I had my first bicycle ride of the season. Yesterday was a spectacular day here in Chicago. I think the temp got up to at least 70 F. The sun was shining, the sky was blue. What’s not to love? I spent the morning answering some emails and then tuned up my bicycle. The chain was rather gunky and there was still mud splatter from my last ride. Cleaning the bike was something of a meditation for me. It focuses me on what is right in front of me and calls me to pay attention to the way each piece works and is part of the whole. Yes, it’s messy (my fingers are still stained with grease) but it is also a preparation for the supreme joy of riding. I met up with a friend of mine, threw the bike on the car rack and took off for a forest preserve. It was beautiful. Families were out in the park, people running, biking, strolling, and playing ball. I didn’t have my bike computer (odometer) on so I was blissfully unconscious of time and clocking miles.

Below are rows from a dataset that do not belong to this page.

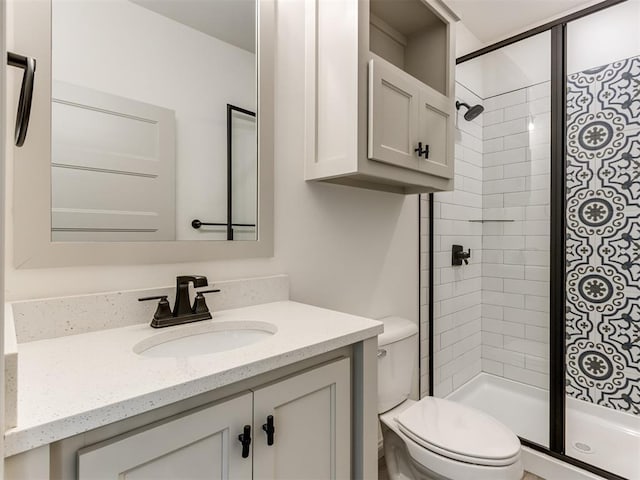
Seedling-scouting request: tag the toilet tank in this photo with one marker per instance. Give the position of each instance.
(397, 361)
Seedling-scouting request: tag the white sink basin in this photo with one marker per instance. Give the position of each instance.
(202, 339)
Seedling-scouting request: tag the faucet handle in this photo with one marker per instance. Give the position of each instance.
(200, 304)
(163, 310)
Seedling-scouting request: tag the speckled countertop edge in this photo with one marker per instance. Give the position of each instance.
(73, 384)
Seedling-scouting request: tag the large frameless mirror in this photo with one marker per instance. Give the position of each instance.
(153, 123)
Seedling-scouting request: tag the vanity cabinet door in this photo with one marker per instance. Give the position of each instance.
(311, 417)
(199, 445)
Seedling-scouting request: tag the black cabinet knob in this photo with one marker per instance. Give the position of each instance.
(269, 429)
(422, 151)
(245, 440)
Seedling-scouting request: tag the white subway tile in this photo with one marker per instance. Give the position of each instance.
(460, 303)
(467, 344)
(505, 128)
(496, 116)
(504, 186)
(492, 339)
(536, 363)
(539, 152)
(493, 228)
(526, 316)
(505, 243)
(538, 91)
(463, 376)
(467, 169)
(505, 100)
(493, 173)
(514, 228)
(527, 287)
(493, 145)
(540, 105)
(470, 142)
(503, 356)
(537, 212)
(491, 311)
(516, 141)
(493, 256)
(503, 157)
(539, 334)
(526, 376)
(493, 367)
(537, 273)
(492, 201)
(504, 299)
(517, 111)
(538, 228)
(522, 169)
(540, 304)
(493, 284)
(443, 388)
(524, 199)
(537, 242)
(503, 271)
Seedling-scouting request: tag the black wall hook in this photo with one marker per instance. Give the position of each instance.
(28, 64)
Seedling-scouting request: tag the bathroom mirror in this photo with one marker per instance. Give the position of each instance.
(153, 129)
(151, 138)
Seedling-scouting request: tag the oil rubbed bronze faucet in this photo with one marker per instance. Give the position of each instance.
(183, 311)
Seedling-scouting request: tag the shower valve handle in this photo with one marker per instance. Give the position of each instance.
(422, 151)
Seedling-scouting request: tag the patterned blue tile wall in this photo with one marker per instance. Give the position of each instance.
(603, 236)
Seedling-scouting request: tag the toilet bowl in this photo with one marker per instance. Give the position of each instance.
(435, 439)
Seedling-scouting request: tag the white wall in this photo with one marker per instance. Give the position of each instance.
(3, 117)
(510, 68)
(515, 267)
(348, 249)
(604, 37)
(156, 60)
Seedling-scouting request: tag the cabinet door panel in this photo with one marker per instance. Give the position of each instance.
(312, 426)
(394, 102)
(201, 445)
(436, 129)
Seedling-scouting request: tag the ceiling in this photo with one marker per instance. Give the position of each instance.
(493, 20)
(232, 21)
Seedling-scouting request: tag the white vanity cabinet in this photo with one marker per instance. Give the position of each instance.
(311, 418)
(380, 94)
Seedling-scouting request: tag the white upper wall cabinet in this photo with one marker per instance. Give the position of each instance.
(380, 94)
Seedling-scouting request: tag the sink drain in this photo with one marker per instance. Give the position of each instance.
(582, 447)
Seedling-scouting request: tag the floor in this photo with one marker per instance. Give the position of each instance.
(382, 472)
(596, 435)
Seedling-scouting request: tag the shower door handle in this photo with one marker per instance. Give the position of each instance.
(28, 64)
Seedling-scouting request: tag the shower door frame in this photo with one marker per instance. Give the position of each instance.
(557, 293)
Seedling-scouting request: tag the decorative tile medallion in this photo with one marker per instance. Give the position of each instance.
(603, 235)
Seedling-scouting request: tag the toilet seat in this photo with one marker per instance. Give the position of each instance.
(458, 432)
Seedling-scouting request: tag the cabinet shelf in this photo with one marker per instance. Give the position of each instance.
(380, 88)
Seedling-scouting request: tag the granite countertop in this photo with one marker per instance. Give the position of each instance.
(72, 384)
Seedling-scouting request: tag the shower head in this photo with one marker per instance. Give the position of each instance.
(472, 112)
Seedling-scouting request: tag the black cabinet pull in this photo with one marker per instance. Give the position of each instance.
(245, 439)
(270, 429)
(28, 64)
(422, 151)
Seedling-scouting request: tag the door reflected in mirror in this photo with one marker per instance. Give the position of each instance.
(154, 132)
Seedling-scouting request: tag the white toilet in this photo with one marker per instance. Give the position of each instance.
(435, 439)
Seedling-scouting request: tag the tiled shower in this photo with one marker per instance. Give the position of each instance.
(491, 319)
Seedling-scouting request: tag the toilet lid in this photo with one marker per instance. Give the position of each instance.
(459, 432)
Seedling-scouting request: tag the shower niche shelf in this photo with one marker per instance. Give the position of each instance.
(380, 94)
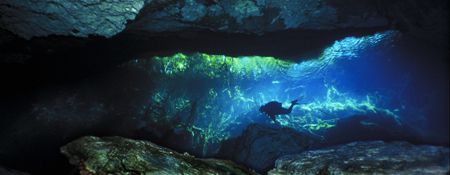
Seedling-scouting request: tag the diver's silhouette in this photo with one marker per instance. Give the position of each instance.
(274, 108)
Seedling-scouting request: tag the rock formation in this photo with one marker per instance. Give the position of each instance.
(259, 146)
(374, 157)
(116, 155)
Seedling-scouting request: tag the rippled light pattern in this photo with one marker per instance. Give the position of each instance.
(215, 97)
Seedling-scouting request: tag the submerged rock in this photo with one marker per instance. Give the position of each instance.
(29, 18)
(373, 157)
(117, 155)
(259, 146)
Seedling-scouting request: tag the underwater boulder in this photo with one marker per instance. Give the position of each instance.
(260, 145)
(372, 157)
(117, 155)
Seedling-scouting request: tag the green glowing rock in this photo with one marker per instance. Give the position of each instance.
(209, 95)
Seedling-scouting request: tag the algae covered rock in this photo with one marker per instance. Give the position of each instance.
(117, 155)
(259, 146)
(373, 157)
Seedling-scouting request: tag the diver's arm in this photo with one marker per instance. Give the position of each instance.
(291, 107)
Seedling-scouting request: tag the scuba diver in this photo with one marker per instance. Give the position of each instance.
(274, 108)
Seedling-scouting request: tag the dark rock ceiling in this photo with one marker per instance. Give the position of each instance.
(53, 41)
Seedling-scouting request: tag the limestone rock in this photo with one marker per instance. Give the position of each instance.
(116, 155)
(373, 157)
(29, 18)
(259, 146)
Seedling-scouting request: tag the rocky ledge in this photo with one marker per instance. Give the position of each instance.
(374, 157)
(116, 155)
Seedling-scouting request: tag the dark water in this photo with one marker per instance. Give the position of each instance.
(384, 86)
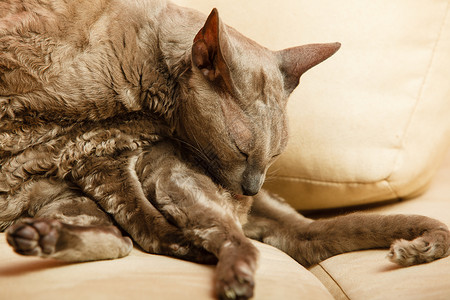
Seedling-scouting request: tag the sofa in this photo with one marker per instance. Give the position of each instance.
(369, 131)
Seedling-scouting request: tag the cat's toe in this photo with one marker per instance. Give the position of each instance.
(34, 237)
(236, 283)
(420, 250)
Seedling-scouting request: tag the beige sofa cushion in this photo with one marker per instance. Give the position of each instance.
(369, 275)
(146, 276)
(372, 122)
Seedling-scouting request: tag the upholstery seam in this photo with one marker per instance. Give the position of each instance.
(418, 101)
(293, 178)
(407, 129)
(334, 280)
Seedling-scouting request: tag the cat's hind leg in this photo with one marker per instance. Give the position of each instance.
(66, 225)
(413, 239)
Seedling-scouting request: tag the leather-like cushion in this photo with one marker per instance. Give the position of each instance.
(372, 122)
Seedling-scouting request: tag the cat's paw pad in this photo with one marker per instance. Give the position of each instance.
(236, 282)
(420, 250)
(34, 237)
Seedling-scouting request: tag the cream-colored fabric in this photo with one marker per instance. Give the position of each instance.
(145, 276)
(369, 275)
(372, 122)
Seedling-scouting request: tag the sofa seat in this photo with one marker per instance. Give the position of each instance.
(145, 276)
(356, 275)
(369, 275)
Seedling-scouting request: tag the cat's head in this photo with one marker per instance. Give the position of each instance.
(235, 103)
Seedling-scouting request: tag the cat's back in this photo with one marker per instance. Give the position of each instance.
(77, 59)
(66, 68)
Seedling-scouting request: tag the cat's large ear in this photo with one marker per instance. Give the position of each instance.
(296, 61)
(207, 53)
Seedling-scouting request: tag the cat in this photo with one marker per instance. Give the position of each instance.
(139, 120)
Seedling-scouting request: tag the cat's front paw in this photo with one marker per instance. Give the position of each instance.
(34, 236)
(235, 271)
(235, 281)
(426, 248)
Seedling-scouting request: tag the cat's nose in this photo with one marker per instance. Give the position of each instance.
(252, 184)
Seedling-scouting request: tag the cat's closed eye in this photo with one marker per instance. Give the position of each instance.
(244, 154)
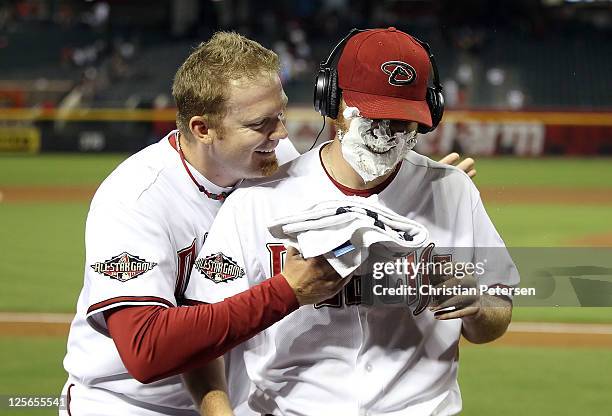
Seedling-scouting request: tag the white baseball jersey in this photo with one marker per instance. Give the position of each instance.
(146, 224)
(345, 356)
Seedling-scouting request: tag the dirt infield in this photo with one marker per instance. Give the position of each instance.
(519, 334)
(502, 195)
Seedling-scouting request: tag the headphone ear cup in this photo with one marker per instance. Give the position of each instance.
(320, 99)
(435, 102)
(333, 99)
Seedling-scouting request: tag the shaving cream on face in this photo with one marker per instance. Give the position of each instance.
(370, 147)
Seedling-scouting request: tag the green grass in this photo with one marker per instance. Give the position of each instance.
(57, 169)
(494, 380)
(43, 255)
(535, 381)
(554, 172)
(522, 225)
(42, 249)
(563, 314)
(31, 366)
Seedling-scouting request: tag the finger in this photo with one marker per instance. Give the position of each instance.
(458, 302)
(467, 164)
(450, 159)
(292, 251)
(469, 311)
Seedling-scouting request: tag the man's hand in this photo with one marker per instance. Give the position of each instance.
(450, 305)
(313, 280)
(484, 317)
(466, 165)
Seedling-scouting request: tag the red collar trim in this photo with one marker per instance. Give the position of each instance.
(360, 192)
(176, 145)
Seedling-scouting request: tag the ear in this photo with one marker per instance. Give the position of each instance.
(201, 130)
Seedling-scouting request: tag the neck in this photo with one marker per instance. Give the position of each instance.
(341, 170)
(197, 155)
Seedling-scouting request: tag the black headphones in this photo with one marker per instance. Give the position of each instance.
(327, 92)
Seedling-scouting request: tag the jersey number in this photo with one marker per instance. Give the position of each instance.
(354, 293)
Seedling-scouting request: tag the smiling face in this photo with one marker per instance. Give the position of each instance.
(245, 139)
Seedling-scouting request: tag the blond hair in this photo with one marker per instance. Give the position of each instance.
(201, 83)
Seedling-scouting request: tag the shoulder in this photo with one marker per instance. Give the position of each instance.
(134, 177)
(444, 181)
(436, 170)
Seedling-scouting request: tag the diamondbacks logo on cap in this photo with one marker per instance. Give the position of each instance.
(219, 268)
(123, 267)
(400, 73)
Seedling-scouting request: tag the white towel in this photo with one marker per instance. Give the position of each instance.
(346, 230)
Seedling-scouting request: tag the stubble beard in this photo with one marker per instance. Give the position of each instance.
(269, 167)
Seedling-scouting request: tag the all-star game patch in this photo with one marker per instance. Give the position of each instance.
(219, 268)
(123, 267)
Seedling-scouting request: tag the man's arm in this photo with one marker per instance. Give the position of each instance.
(208, 388)
(467, 165)
(156, 342)
(490, 322)
(485, 317)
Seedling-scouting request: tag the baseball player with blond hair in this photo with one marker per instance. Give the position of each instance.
(130, 341)
(355, 354)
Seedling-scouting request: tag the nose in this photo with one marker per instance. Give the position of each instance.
(280, 131)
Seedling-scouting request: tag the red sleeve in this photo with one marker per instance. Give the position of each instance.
(156, 342)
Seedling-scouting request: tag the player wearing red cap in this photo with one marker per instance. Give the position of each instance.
(355, 354)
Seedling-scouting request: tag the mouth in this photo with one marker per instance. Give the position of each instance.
(379, 148)
(265, 152)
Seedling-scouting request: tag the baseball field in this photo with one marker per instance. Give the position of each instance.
(554, 361)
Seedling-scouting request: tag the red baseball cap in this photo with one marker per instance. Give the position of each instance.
(385, 73)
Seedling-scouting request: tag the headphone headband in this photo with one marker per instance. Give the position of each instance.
(326, 98)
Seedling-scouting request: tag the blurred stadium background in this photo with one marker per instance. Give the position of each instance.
(83, 84)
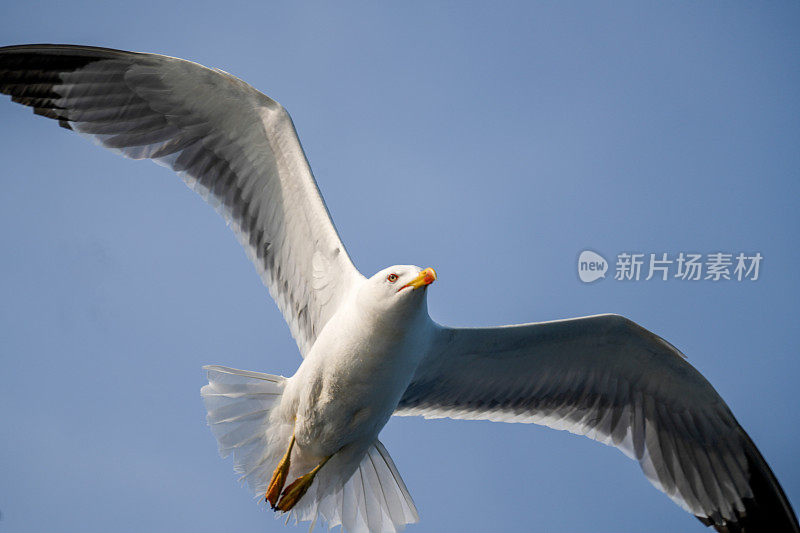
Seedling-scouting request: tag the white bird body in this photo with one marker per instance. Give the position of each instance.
(352, 379)
(371, 350)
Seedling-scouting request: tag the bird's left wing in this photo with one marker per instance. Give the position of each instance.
(609, 379)
(235, 146)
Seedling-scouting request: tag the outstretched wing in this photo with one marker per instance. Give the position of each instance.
(230, 143)
(609, 379)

Riding my bike also reminded me of a lecture I was at on Friday. It was given by the renown Scripture scholar N.T. Wright. He was talking about the notion of time and how time is like a bicycle wheel—it is cyclical (because it repeats itself like a wheel spinning around an axle) but it is also linear (because as the wheel spins it is also moving the bike forward along a line). Fascinating. Such an understanding of time was not a new concept to me, but the image of a bicycle wheel to explain it was new to me. I am often a visual thinker–I do better when I can picture concepts in my mind. This image has stuck with me. Now when I am out riding my bike I can meditate on how I am a part of time!










"She wrote the way she lived: on the fly, without retrospect, always on the way, climbing higher."
{ 3 comments… read them below or add one }
Kerry 03.26.07 at 7:14 am
You know something? I think that this post really speaks to the question about doing and being that was an earlier topic. Whatever happened on the bike, both in cleaning and riding it, seems to have been a doing that allowed being (which is one of the reasons I’m not sure a hard and fast distinction between the two is wise): single-minded attention to the task at hand, unawareness of time and the goal-orientation that prompt us into time-awareness, joy, playfulness.
Mike H. 03.31.07 at 10:31 pm
There is something about bicycling that I have found to be the time I spend thinking about the deepest things but in the lightest way. I am not sure what it is but the ability to go fast, slow. The bicycle is a real extension of me…kind of like a pair of shoes. This does not mean that I don’t drive cars which I do. The bicycle is one of the few machines today that you can look at it and see and know what each component does. I don’t like to clean most things but I do like to clean my bike. I only get to ride a few hours a week but they are some of the best hours.
I have met people who have used bicycling as a type of therapy. One was a woman who had lost both children from disease.
Sister Julie 04.01.07 at 9:03 am
Kerry — excellent point. I hadn’t thought of that when I was writing about cycling.
Mike — I totally agree with you and couldn’t have put it better myself. I’m not the most immaculate when it comes to cleaning. Organizing yes, but cleaning no. But I love taking care of my bike and am meticulous about its care. Right now my bike is in parts so that I can clean the cassette. I’m hoping to get things back together so I can enjoy the sliver of sunshine that is squeaking through!